Heute ist der Gedenktag für Dietrich Bonhoeffer, der am 9. April 1945 am Galgen im KZ Flossenbürg starb. Sofern ein Gedenken an den Märtyrer-Theologen, der mit seinem Widerstand gegen das Nazi-Regime die patriotische Hoffnung - ein hierzulande über Jahrzehnte hin weithin ausgeblendetes Motiv - auf eine Selbstbefreiung Deutschlands verband, in diesen Tagen stattfindet, wird es überschattet von den Schrecken des über die Ukraine hereingebrochenen Krieges.
Im Hinblick auf die Realität eines Krieges, wie man ihn - nie ganz widerspruchsfrei - im pazifistisch grundierten, "linken" Nachkriegsprotestantismus als sündhaften Verstoß gegen das Friedensgebot begriff, stellen sich erneut grundsätzliche Fragen politischer Ethik.

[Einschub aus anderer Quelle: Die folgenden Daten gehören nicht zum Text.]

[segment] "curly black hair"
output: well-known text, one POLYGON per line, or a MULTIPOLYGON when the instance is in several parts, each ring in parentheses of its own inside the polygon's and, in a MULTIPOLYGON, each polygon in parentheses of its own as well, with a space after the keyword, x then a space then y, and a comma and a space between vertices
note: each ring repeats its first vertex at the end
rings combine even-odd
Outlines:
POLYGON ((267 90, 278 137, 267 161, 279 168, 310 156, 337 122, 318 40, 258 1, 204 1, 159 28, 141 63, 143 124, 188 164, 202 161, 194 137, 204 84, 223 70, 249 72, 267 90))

Bereits stets haftete den Friedensbekenntnissen von Protagonisten des Protestantismus - aber auch von linkskatholischen Aktivisten wie Pax Christi - eine gewisse Ambivalenz an, insofern sie - maßgeblich im Kontext der lateinamerikanischen Befreiungstheologie mit der Rechtfertigung von befreiender Gewalt aus unterdrückerischer struktureller Gewalt einherging. Weltweit, gerade auch im geteilten Deutschland, diente die Explikation der - in einem anderen historischen Kontext verfassten - Schriften Bonhoeffers zur Legitimation eigener politischer Positionen. In der DDR reklamierten Theologen wie Hanfried Müller Bonhoeffer für das DDR-Regime, andere wie der Bonhoeffer-Schüler Albrecht Schönherr für die friedenspolitsche Hinnahme des Status quo im Zeichen der "Kirche im Sozialismus". Auf der anderen Seite ermutigte das Vermächtnis des Widerstandskämpfers Bonhoeffer Regimegegner wie Ludwig Mehlhorn zur kompromisslosen Opposition gegen die SED-Diktatur sowe gegen die sowjetische Vorherrschaft in Osteuropa.
Inwieweit in der gegenwärtigen Situation des von Putin eröffneten Krieges die theologischen Aussagen Bonhoeffers, sein Kampf gegen "die Maskerade des Bösen", für politische Entscheidungen - für die mit Waffen unterstützte Parteinahme der Bundesregierung für die Ukraine - im kirchlichen Raum in die Debatte eingebracht werden, steht noch offen. Immerhin erleben wir dieser Tage in Deutschland eine unerwartete, emotionale Bejahung eines offenbar "gerechten" Krieges gegen den (unzweifelhaften) Aggressor Putin. Unbeirrrt pazifistisch klingende, der politischen Realität - und den verantwortungsethischen Dilemmata von Realpolitik entrückte - Stimmen wie die der früheren Bischöfin Margot Käßmann sind derzeit die Ausnahme.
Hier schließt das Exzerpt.